Q. Do you think your father’s illness brought you and your mother closer together, or did it actually allow you to separate yourself from your family?
My mother and I were always close. I think that my father’s illness made us even closer because we had a shared problem that we had to solve together. I took it over initially and at the end of his life, but she filled in for years in between. We both had to make sacrifices together. We often used black humor to get us through the rough parts. When one of us was at a low, the other would crack a macabre joke so we could go on. I had to deal with my father’s anger, which she found too hard to bear. She, however, sold her beloved collection of Niagara Falls lithographs in order to make the money for me to get away to college and then England. We both did what we could to help the other.
In answer to your question, which I noticed I haven’t answered, I don’t think my father’s illness per se helped me separate from my family, but his illness put me on the fast track to adulthood. There is no room for adolescent rebellion when the family is in the midst of trauma.

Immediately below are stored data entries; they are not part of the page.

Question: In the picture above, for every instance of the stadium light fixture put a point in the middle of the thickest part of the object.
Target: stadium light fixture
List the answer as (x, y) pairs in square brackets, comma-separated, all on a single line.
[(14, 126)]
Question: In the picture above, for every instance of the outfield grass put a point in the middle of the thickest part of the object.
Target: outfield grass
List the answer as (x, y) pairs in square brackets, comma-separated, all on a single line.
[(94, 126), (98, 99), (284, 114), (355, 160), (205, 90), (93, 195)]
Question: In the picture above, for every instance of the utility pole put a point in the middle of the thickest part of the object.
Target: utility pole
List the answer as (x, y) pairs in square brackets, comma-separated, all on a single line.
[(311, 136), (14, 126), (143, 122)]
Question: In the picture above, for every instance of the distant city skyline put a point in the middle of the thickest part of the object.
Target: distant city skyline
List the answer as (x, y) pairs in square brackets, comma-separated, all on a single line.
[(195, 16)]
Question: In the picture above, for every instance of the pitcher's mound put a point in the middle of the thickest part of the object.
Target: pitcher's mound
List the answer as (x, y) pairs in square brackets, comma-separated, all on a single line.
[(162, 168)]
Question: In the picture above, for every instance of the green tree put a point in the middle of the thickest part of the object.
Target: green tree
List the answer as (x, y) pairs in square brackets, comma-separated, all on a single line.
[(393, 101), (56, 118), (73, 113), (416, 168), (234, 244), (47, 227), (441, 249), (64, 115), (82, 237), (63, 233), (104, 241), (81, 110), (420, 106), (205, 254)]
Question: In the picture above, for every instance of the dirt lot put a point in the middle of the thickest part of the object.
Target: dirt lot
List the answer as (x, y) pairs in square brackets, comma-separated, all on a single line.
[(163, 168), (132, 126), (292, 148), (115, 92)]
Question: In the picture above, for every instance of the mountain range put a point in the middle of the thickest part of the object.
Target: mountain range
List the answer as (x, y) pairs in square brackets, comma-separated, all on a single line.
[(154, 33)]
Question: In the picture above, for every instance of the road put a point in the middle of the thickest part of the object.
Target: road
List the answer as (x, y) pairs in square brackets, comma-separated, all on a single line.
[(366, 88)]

Q. You vividly describe how shame “becomes part of you” (p. 26). You say that “for the rest of your life . . . the forked tongue of shame is there.” Do you still feel the residual shame or after effects of the “Donny Donnybrook” to this day?
I had misbehaved in my childhood on many occasions and my father had called me to task. He had always used his intellectual faculties to correct me while remaining dispassionate. However, on the Donnybrook occasion he used full throttle rage. If a parent has never once been angry with you in your whole life, when he finally blows up—you listen.